Correlational And Causal Research – Importance & Difference
In research work, it is common to observe that correlation and causal research appear simultaneously. Also, it is common to observe that most of the students take both of them as the same thing, and this misconception leads towards the bad end results of the study. If you are also working on a research study and you have to use correlation or causal research, you are supposed to study both of these research types in detail. It is very important to learn about the importance of both research and, similarly, the difference between both types of research. This approach helps you target the right area of discussion, and you can better meet the best results of a study which meets the designed objectives.
As per its importance, this article aims to discuss the importance as well as differences between correlation and causal research in detail.
Why is Correlational Research Important?
In order to make it easy to understand, the research study is divided into two major groups, including an experimental as well as a non-experimental group. From the non-experimental group, one of the types of research is correlational, in which variables play a vibrant role. Correlational research is important to consider whenever you have to work on the relationship between multiple variables for calculating a particular result of the study.

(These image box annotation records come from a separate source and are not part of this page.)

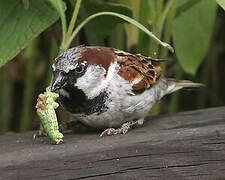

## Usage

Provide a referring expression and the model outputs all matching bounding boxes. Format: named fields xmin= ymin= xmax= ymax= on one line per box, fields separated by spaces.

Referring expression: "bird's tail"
xmin=166 ymin=78 xmax=204 ymax=94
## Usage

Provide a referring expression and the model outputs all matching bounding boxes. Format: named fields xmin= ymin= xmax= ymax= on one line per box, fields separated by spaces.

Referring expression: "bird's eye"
xmin=75 ymin=63 xmax=85 ymax=73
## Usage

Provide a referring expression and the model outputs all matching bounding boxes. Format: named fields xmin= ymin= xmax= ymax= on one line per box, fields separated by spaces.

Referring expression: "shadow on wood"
xmin=0 ymin=107 xmax=225 ymax=180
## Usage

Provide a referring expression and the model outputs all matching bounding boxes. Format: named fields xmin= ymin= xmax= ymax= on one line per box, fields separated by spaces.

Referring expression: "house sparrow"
xmin=52 ymin=46 xmax=202 ymax=136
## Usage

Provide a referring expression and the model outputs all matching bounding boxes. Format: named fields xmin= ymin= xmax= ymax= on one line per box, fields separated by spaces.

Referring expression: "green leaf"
xmin=63 ymin=12 xmax=174 ymax=53
xmin=0 ymin=0 xmax=59 ymax=67
xmin=173 ymin=0 xmax=217 ymax=75
xmin=49 ymin=0 xmax=67 ymax=40
xmin=80 ymin=0 xmax=133 ymax=45
xmin=216 ymin=0 xmax=225 ymax=10
xmin=176 ymin=0 xmax=205 ymax=16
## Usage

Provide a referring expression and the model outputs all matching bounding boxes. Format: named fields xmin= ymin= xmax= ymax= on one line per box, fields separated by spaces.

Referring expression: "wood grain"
xmin=0 ymin=107 xmax=225 ymax=180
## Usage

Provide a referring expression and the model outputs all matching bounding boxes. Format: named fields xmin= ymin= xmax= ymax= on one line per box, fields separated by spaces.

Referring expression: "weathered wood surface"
xmin=0 ymin=107 xmax=225 ymax=180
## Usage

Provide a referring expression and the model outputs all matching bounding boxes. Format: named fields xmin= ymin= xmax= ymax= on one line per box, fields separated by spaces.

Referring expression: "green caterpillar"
xmin=36 ymin=87 xmax=63 ymax=144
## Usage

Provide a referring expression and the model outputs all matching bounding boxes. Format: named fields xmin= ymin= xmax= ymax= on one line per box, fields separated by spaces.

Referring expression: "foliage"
xmin=0 ymin=0 xmax=58 ymax=67
xmin=0 ymin=0 xmax=225 ymax=132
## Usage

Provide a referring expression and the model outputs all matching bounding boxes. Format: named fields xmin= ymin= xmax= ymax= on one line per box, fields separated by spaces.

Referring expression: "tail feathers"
xmin=166 ymin=78 xmax=204 ymax=94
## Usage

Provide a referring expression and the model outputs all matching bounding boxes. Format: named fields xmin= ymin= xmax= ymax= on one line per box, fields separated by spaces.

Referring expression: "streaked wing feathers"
xmin=114 ymin=49 xmax=164 ymax=94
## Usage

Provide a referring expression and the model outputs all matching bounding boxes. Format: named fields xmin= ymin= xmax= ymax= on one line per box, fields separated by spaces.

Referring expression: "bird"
xmin=51 ymin=45 xmax=202 ymax=136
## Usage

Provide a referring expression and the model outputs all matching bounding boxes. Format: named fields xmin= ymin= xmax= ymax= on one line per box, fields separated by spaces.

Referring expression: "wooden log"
xmin=0 ymin=107 xmax=225 ymax=180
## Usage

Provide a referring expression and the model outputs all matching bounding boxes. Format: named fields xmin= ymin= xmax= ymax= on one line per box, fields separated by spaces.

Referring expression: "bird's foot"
xmin=100 ymin=121 xmax=138 ymax=137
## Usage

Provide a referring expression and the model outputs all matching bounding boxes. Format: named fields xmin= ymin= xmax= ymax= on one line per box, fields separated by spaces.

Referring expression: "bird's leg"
xmin=100 ymin=119 xmax=144 ymax=137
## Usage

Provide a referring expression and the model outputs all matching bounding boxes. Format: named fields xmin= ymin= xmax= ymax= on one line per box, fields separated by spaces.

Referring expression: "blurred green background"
xmin=0 ymin=0 xmax=225 ymax=134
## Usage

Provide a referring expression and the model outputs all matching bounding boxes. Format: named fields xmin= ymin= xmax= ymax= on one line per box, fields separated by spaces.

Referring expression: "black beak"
xmin=51 ymin=72 xmax=66 ymax=92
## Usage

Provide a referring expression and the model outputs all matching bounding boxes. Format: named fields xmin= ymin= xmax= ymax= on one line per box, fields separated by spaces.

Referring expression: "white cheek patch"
xmin=59 ymin=89 xmax=70 ymax=98
xmin=74 ymin=65 xmax=106 ymax=98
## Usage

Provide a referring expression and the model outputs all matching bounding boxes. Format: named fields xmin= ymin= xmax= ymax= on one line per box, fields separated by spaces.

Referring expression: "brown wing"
xmin=114 ymin=49 xmax=162 ymax=94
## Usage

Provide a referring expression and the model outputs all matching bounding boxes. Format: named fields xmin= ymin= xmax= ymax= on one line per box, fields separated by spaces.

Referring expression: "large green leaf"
xmin=0 ymin=0 xmax=59 ymax=67
xmin=216 ymin=0 xmax=225 ymax=10
xmin=80 ymin=0 xmax=132 ymax=45
xmin=173 ymin=0 xmax=217 ymax=75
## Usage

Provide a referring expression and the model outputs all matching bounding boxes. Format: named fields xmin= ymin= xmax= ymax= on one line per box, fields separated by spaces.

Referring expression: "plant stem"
xmin=0 ymin=64 xmax=13 ymax=134
xmin=169 ymin=67 xmax=184 ymax=113
xmin=46 ymin=39 xmax=58 ymax=85
xmin=49 ymin=0 xmax=67 ymax=52
xmin=63 ymin=12 xmax=174 ymax=52
xmin=66 ymin=0 xmax=82 ymax=40
xmin=161 ymin=0 xmax=176 ymax=58
xmin=20 ymin=39 xmax=38 ymax=132
xmin=150 ymin=0 xmax=176 ymax=115
xmin=158 ymin=0 xmax=176 ymax=35
xmin=137 ymin=0 xmax=152 ymax=56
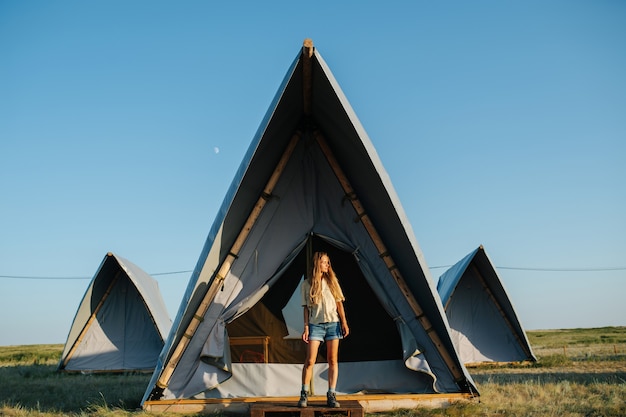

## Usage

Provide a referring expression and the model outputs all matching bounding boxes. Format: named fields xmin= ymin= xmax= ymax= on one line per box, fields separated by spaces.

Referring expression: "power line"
xmin=0 ymin=265 xmax=626 ymax=280
xmin=0 ymin=270 xmax=191 ymax=281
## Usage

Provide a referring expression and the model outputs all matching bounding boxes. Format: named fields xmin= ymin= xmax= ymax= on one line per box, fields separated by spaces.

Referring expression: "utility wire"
xmin=0 ymin=270 xmax=191 ymax=280
xmin=0 ymin=265 xmax=626 ymax=280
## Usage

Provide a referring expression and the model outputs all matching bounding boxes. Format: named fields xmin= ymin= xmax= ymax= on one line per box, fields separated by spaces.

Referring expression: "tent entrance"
xmin=226 ymin=236 xmax=402 ymax=363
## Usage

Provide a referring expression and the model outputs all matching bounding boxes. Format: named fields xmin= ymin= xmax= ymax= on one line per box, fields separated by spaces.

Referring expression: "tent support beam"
xmin=472 ymin=262 xmax=533 ymax=358
xmin=62 ymin=269 xmax=122 ymax=368
xmin=301 ymin=39 xmax=313 ymax=117
xmin=314 ymin=130 xmax=465 ymax=382
xmin=156 ymin=131 xmax=301 ymax=389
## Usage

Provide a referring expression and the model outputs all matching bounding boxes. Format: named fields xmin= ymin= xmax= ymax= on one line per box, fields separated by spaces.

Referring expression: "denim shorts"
xmin=309 ymin=321 xmax=343 ymax=342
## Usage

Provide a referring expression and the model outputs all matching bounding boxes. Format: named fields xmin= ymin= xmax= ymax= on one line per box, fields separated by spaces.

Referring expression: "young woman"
xmin=298 ymin=252 xmax=350 ymax=408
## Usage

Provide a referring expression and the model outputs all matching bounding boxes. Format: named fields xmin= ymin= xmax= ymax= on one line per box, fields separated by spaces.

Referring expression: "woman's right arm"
xmin=302 ymin=306 xmax=309 ymax=343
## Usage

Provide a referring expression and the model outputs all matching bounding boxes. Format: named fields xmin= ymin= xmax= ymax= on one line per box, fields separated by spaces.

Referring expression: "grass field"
xmin=0 ymin=327 xmax=626 ymax=417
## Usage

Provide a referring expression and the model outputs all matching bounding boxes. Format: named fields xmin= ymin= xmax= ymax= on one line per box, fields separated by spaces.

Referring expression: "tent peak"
xmin=302 ymin=38 xmax=313 ymax=58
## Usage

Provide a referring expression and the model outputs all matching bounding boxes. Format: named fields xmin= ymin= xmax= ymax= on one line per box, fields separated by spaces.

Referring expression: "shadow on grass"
xmin=472 ymin=369 xmax=626 ymax=389
xmin=0 ymin=364 xmax=151 ymax=412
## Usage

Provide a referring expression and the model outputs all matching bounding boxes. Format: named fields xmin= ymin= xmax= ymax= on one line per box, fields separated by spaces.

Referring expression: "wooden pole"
xmin=314 ymin=131 xmax=465 ymax=382
xmin=302 ymin=39 xmax=313 ymax=117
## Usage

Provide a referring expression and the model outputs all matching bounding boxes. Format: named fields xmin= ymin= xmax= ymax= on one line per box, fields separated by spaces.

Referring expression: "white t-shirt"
xmin=302 ymin=279 xmax=343 ymax=324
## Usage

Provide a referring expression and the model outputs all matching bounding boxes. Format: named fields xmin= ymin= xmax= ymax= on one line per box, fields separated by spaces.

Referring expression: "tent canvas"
xmin=142 ymin=40 xmax=476 ymax=409
xmin=58 ymin=253 xmax=172 ymax=372
xmin=437 ymin=246 xmax=536 ymax=364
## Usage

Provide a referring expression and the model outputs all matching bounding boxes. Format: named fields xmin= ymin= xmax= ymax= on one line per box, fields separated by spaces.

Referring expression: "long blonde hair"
xmin=309 ymin=252 xmax=345 ymax=305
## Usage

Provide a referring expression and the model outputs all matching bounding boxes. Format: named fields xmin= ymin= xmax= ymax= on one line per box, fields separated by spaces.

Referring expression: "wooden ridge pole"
xmin=302 ymin=38 xmax=313 ymax=117
xmin=63 ymin=267 xmax=122 ymax=368
xmin=472 ymin=262 xmax=532 ymax=357
xmin=314 ymin=131 xmax=465 ymax=382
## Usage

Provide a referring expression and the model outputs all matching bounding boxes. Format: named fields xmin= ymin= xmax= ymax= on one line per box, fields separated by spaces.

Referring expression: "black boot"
xmin=326 ymin=391 xmax=340 ymax=408
xmin=298 ymin=391 xmax=308 ymax=408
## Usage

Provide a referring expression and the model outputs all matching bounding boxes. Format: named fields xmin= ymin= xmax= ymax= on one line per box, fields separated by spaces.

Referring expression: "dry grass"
xmin=0 ymin=327 xmax=626 ymax=417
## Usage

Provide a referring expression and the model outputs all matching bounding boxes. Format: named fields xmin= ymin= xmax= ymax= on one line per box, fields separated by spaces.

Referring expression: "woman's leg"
xmin=302 ymin=340 xmax=321 ymax=385
xmin=326 ymin=339 xmax=339 ymax=389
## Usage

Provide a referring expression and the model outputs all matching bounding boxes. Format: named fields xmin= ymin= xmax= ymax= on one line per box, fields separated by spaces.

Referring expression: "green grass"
xmin=0 ymin=327 xmax=626 ymax=417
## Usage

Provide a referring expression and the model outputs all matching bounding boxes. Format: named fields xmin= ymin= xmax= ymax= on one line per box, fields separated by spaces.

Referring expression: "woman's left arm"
xmin=337 ymin=301 xmax=350 ymax=337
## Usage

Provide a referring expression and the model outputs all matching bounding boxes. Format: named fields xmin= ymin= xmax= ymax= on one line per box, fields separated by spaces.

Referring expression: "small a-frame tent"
xmin=58 ymin=252 xmax=172 ymax=372
xmin=437 ymin=245 xmax=537 ymax=365
xmin=142 ymin=40 xmax=477 ymax=412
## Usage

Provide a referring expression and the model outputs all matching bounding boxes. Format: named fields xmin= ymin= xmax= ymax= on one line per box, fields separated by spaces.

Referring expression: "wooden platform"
xmin=250 ymin=400 xmax=364 ymax=417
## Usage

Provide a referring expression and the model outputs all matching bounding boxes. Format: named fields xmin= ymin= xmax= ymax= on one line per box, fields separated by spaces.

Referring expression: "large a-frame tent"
xmin=142 ymin=41 xmax=477 ymax=411
xmin=437 ymin=245 xmax=537 ymax=365
xmin=58 ymin=252 xmax=172 ymax=372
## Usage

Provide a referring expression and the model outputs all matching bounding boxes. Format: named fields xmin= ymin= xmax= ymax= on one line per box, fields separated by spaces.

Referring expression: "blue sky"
xmin=0 ymin=0 xmax=626 ymax=345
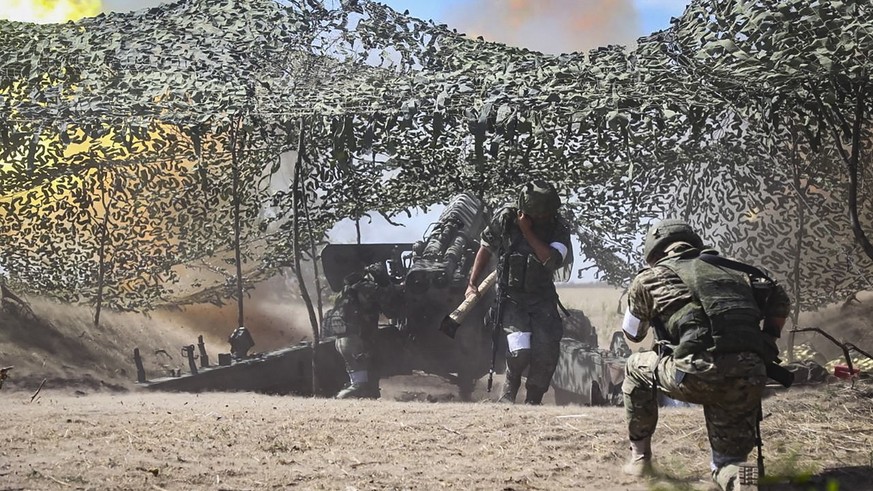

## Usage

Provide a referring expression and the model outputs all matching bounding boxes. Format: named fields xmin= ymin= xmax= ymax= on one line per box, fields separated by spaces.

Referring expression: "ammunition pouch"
xmin=506 ymin=252 xmax=552 ymax=293
xmin=766 ymin=361 xmax=794 ymax=389
xmin=506 ymin=252 xmax=528 ymax=290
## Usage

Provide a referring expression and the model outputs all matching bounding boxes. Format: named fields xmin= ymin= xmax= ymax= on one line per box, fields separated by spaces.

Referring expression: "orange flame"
xmin=0 ymin=0 xmax=103 ymax=24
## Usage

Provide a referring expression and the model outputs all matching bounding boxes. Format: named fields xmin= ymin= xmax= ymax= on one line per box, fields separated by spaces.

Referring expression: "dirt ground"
xmin=0 ymin=289 xmax=873 ymax=491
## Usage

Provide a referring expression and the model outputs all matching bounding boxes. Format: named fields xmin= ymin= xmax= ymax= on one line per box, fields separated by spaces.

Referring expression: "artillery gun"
xmin=135 ymin=193 xmax=629 ymax=404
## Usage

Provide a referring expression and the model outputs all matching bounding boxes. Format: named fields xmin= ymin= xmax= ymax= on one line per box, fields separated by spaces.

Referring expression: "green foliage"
xmin=0 ymin=0 xmax=873 ymax=309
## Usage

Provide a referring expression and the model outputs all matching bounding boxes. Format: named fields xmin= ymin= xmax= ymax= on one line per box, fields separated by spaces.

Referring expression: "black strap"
xmin=697 ymin=252 xmax=775 ymax=283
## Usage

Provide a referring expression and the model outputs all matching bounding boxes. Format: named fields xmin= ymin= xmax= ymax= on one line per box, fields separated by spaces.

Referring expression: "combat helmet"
xmin=518 ymin=179 xmax=561 ymax=216
xmin=643 ymin=218 xmax=703 ymax=264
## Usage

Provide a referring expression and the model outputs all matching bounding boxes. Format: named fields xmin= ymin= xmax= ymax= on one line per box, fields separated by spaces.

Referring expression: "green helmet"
xmin=518 ymin=179 xmax=561 ymax=216
xmin=643 ymin=218 xmax=703 ymax=264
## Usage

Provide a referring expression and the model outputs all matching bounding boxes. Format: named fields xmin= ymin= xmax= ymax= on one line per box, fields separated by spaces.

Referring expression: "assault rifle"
xmin=697 ymin=253 xmax=794 ymax=389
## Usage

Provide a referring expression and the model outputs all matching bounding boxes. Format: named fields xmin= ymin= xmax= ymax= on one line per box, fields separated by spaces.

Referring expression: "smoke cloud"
xmin=103 ymin=0 xmax=171 ymax=12
xmin=447 ymin=0 xmax=640 ymax=54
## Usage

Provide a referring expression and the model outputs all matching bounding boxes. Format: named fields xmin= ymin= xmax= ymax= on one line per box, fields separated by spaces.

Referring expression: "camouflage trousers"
xmin=503 ymin=300 xmax=564 ymax=394
xmin=334 ymin=334 xmax=375 ymax=377
xmin=622 ymin=351 xmax=767 ymax=464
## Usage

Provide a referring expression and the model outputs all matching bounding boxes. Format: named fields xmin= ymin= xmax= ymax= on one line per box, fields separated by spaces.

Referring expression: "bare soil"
xmin=0 ymin=289 xmax=873 ymax=491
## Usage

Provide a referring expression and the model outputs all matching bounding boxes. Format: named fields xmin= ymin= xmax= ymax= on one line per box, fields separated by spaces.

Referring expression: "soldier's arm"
xmin=518 ymin=212 xmax=570 ymax=271
xmin=464 ymin=208 xmax=508 ymax=297
xmin=621 ymin=270 xmax=654 ymax=343
xmin=464 ymin=245 xmax=491 ymax=297
xmin=764 ymin=283 xmax=791 ymax=338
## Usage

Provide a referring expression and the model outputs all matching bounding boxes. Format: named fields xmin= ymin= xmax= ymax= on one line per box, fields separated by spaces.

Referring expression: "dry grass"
xmin=0 ymin=286 xmax=873 ymax=490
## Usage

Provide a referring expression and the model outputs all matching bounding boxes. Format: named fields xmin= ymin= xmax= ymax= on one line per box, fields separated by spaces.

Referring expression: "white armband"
xmin=621 ymin=309 xmax=642 ymax=338
xmin=549 ymin=242 xmax=568 ymax=263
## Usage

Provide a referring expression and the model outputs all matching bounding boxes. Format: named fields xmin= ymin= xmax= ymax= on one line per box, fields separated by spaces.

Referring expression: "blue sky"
xmin=381 ymin=0 xmax=690 ymax=51
xmin=100 ymin=0 xmax=687 ymax=53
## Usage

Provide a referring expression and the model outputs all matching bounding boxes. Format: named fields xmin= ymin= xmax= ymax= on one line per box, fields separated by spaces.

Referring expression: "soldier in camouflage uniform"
xmin=466 ymin=180 xmax=570 ymax=404
xmin=325 ymin=263 xmax=402 ymax=399
xmin=622 ymin=220 xmax=790 ymax=491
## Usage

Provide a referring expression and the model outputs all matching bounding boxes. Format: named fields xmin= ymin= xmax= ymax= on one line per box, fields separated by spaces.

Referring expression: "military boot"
xmin=497 ymin=376 xmax=521 ymax=404
xmin=621 ymin=437 xmax=653 ymax=477
xmin=712 ymin=462 xmax=758 ymax=491
xmin=524 ymin=387 xmax=546 ymax=406
xmin=497 ymin=349 xmax=530 ymax=404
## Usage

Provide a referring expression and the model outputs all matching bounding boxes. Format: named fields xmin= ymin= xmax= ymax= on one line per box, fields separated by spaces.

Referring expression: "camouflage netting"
xmin=0 ymin=0 xmax=873 ymax=322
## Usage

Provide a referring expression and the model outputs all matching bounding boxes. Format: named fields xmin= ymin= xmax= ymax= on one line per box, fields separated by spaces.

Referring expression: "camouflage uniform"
xmin=622 ymin=242 xmax=790 ymax=486
xmin=481 ymin=206 xmax=570 ymax=404
xmin=325 ymin=268 xmax=400 ymax=399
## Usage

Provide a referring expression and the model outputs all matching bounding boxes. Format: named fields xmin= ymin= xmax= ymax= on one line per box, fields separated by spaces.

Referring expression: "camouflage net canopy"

There are three main types of correlational research, and each type has a particular role to play. Based on the problem statement of research and objective, you have to see which of the type is the best fit. Let’s have a look at all three types:
The first type is cohort studies which aim to define the characteristics of research variables. In this type of correlational research, you need to set a specific milestone which acts as a benchmark for detailed discussions. In the case of multiple variables, you have to set a different benchmark for each variable.
The second type of correlational research is cross-sectional studies. In this type, you do not only study multiple variables, but the main task is to work on the relationship between them. There can be a single comparison or more than one as well in other research studies, but cross-sectional studies entertain just one relationship.
The last type of correlational research is case-control studies. The speciality of this type is that you can deal with unknown variables. In other types, you do not get to deal with known variables. Whenever you need to study unknown variables, case-control studies are highlighted. The process of this type is to define a known variable and suppose an unknown variable as well. Here, the comparison is made between the problems of both subjects.
What is the Importance of Causal Research?
Causal research is used in most of the studies which are inclined towards innovation. It plays a vital role in the assessment of marketing-related problems. Furthermore, it does not remain difficult to possess the internal factors and find the solution for the selected problem of study. At an industrial level, the use of causal research is very frequent, which is similar to academic fields.
Before working on this research, it is necessary to grasp the basic points and foundational understanding. First of all, you need to understand that this research is focused on the cause and effects of any factor. While finalizing the factors, you must see that the selected factors alternate with each other. In this way, design relevant experiments for the exploration of objectives. The experiment helps you get the statistical evidence for the problem which is under study. Now, you can make all possible connections, and the detail of cause and effect would be easy to learn.
For learning, the second most important thing is to get all the key terms of causal research. Some of the key terms are mentioned below:
It is the variable which is used in causal research, and it is measurable. The changes in dependent variables are measures with respect to the independent variable. For example, there is a problem statement as “association of tea with the sleep schedule.” Here, sleep schedule is the dependent variable, which has to face changes with respect to tea consumption.
The Independent variable is the opposite of the dependent variable used in causal research. It is the variable which causes changes in the other variable and does not experience a change in itself. In the above-discussed example of tea and schedule, the tea is an independent variable.
A hypothesis is a testable statement which helps in causal research to study some occurrence. If you find any problem while making a hypothesis, you can get masters dissertation help to craft a perfect hypothesis.
Mention the Differences Between Correlational and Causal Research
The intensity of correlation and causal research makes a major difference between them. First of all, let’s understand the difference, and after that, let’s see how one research leads to another one.
So, the difference is that correlational research is inclined towards finding the relationships. Also, it can be the association of one selected variable of research with another one. There can be the identification of a relationship between two as well as more variables. So, this can be taken as the first basic step of research, which can help you lead towards the other research.
On the other hand, causal research is not the same as correlational one. You can take it as the advanced level required after correlation, but it is different. In the causal study, you have to see how one factor of study is creating effects on something. For example, there is an event happening in Europe. Now the impacts created by that event are the effects in the result of a particular cause.
Correlational research and causal research both have great significance in finding the solution to a research problem. It is a problem statement and objective of research which help to decide which one is better. When there is a need to find relations, correlation research is best. In contrast, a causal study is perfect for finding cause and effect.